Tattica
In una specifica fase del gioco, posto che i giocatori non siano principianti e che non commettano errori grossolani come lasciare pezzi indifesi o perdere molto tempo nello sviluppo, per ottenere un vantaggio sull’avversario è necessario scardinare le difese che proteggono il re o almeno i punti chiave del suo schieramento. Per questo scopo si usano una serie di temi standard che ricorrono in molte partite.
Attacco doppio
È l’attacco contemporaneo su due pezzi nemici con una sola mossa. Un attacco doppio aumenta molto la pressione sull’avversario e lo costringe a rafforzare la sua difesa e/o a modificarne la struttura (posto che sia un buon giocatore e non lasci pezzi indifesi). Per questo tipo di attacchi si usa spesso il cavallo, che può attaccare gli altri pezzi senza esserne attaccato a sua volta. Questo tema è particolarmente efficace se uno dei due pezzi attaccati è il Re: l’avversario deve forzatamente riparare allo scacco, perdendo tempo prezioso e spesso cedendo l’altro pezzo all’attaccante. Un attacco doppio realizzato da un pedone si chiama forchetta.
Sovraccarico
Se due pezzi nemici sotto il nostro attacco sono protetti dallo stesso pezzo (che è detto sovraccarico), è possibile catturare un pezzo gratis. Catturando uno dei due pezzi avanzati, il nemico dovrà scegliere se catturare il nostro pezzo a sua volta (lasciando indifeso l’altro pezzo, che cattureremo alla mossa successiva) o mantenere la difesa dell’altro rinunciando a catturare il nostro. In entrambi i casi avremo ottenuto un vantaggio.
Inchiodatura
Si dice che un pezzo è inchiodato se è sotto attacco da parte del nemico e se copre un pezzo più importante di lui. Per esempio, se un alfiere nemico minaccia la nostra torre e noi muoviamo un pedone fra lei e l’alfiere, pareremo la minaccia, ma non potremo più muovere il pedone o perderemo la torre. Si dice appunto che il pedone è “inchiodato” sulla torre. L’esempio appena portato mostra una inchiodatura relativa perché potremmo comunque, se lo trovassimo vantaggioso, muovere il pedone; se al posto della torre ci fosse il Re l’inchiodatura sarebbe assoluta, perché non potremmo muovere il pezzo inchiodato in nessun caso. Si usano inchiodature per eliminare una difesa (il pezzo inchiodato non può difenderne altri) o per immobilizzare un pezzo necessario al gioco avversario. Il cavallo attacca “saltando” gli altri pezzi, per cui è impossibile usarlo per inchiodare pezzi nemici.
Infilata
L’infilata si presenta sulla scacchiera in modo similare all’inchiodatura ma, in questo caso, è il pezzo di maggior valore che si trova tra il pezzo avversario e un pezzo meno importante. Un esempio è quando la torre in ottava traversa dà scacco al re non arroccato che, muovendosi, dà la possibilità, alla torre attaccante, di catturare la torre nel lato opposto. L’infilata, oltre alla torre dell’esempio, è applicabile con l’alfiere e con la donna.

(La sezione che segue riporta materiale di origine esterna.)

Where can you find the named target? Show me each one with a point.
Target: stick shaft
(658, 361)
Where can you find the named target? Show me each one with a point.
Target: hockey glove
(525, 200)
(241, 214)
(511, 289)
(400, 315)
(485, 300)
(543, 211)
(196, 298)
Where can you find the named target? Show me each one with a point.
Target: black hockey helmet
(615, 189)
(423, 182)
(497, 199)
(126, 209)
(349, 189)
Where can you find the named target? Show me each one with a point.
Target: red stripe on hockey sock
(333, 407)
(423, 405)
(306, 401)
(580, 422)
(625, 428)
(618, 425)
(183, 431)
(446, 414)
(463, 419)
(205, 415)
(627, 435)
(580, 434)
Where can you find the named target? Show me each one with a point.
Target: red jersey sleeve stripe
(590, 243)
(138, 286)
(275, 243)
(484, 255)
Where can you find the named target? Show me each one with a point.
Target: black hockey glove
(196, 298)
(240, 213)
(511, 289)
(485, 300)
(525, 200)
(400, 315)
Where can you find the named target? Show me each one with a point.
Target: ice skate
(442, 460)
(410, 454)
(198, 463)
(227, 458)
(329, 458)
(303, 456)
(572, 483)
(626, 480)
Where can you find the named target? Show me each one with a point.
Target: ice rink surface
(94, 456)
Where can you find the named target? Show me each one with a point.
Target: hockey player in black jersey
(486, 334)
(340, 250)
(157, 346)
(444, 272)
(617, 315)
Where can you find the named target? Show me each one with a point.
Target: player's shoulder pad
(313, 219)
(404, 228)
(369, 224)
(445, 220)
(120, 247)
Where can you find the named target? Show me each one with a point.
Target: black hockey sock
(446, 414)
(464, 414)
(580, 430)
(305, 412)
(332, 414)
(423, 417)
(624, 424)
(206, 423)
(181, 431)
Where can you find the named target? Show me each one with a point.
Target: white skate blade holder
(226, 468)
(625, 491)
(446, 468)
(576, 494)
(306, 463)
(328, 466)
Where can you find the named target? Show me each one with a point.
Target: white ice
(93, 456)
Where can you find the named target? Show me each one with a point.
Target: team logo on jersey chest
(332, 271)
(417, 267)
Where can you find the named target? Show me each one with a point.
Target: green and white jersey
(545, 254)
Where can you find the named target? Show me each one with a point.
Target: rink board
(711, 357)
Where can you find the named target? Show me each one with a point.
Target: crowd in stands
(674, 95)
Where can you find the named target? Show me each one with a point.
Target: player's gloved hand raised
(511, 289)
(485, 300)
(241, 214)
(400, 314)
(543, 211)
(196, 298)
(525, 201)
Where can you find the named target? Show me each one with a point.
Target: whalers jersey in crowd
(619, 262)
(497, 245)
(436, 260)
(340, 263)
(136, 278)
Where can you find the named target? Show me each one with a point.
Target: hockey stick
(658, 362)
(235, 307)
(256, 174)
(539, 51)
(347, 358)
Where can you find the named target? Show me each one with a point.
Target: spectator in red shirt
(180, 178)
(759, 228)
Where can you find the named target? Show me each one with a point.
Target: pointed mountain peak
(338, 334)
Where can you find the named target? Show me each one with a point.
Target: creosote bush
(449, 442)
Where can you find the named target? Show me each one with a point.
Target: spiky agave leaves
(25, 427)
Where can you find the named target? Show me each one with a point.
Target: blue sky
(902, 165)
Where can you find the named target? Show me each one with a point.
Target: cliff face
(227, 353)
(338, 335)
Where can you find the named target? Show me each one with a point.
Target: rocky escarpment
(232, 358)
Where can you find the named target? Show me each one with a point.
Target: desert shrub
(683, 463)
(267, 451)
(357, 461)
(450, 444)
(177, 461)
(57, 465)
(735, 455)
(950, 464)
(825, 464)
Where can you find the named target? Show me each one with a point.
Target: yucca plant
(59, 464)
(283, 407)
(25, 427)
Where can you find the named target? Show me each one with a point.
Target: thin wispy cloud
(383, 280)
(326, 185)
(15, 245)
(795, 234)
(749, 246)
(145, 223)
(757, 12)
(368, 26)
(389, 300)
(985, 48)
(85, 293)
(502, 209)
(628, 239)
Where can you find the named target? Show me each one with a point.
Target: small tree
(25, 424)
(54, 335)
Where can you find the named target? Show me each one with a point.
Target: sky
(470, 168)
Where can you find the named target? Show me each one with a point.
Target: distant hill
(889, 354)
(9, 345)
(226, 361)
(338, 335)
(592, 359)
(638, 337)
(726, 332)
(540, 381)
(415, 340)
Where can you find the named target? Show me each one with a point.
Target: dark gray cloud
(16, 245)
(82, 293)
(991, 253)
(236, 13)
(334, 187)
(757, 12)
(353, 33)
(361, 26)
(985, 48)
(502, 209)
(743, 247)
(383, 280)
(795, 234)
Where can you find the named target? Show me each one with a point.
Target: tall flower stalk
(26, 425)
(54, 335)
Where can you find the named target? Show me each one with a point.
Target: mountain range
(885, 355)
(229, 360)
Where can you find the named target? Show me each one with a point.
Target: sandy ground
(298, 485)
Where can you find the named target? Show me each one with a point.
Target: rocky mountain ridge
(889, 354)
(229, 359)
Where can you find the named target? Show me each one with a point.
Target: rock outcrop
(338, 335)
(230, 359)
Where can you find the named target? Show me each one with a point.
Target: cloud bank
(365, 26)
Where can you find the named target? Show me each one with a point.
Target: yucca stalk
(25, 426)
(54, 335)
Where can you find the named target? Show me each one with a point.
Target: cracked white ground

Scalzamento (detto anche e meglio deviazione)
Accade spesso che un singolo pezzo in posizione cruciale sia attaccato da molti pezzi nemici, e che per sostenere la minaccia venga difeso da altrettanti pezzi alleati. Quando questo succede, una tattica da usare è lo scalzamento: con attacchi di disturbo su altri pezzi minori si induce l’avversario a stornare uno o più pezzi difensori su altre parti dello schieramento, affinché l’attacco al pezzo centrale, ora indebolito, e la successiva (violentissima) serie di catture non torni a vantaggio di chi attacca.
Attacco di scoperta
Si fa un attacco di scoperta quando muovendo il proprio pezzo si apre la strada ad un altro, che libero di muoversi attacca un pezzo nemico: a volte l’avversario, concentrato sul pezzo che abbiamo appena mosso, può non accorgersi della nuova minaccia e non prendere adeguate contromisure, favorendoci. Se portiamo un attacco anche con il pezzo che abbiamo mosso si verifica un aumento della pressione offensiva simile al caso della forchetta.
Adescamento
Un’altra tecnica utilizzata, spesso propedeutica all’applicazione di alcune delle tecniche già viste, è l’adescamento ovvero l’attirare, ad esempio con un sacrificio, un pezzo avversario su una casa che risulterà fatale.
Tempo
Per tempo negli scacchi si intende un mossa; guadagnare un tempo può significare impedire all’avversario di attuare una difesa robusta. Molte aperture, quali i gambetti, hanno proprio l’obiettivo di guadagnare un tempo, sacrificando un pedone.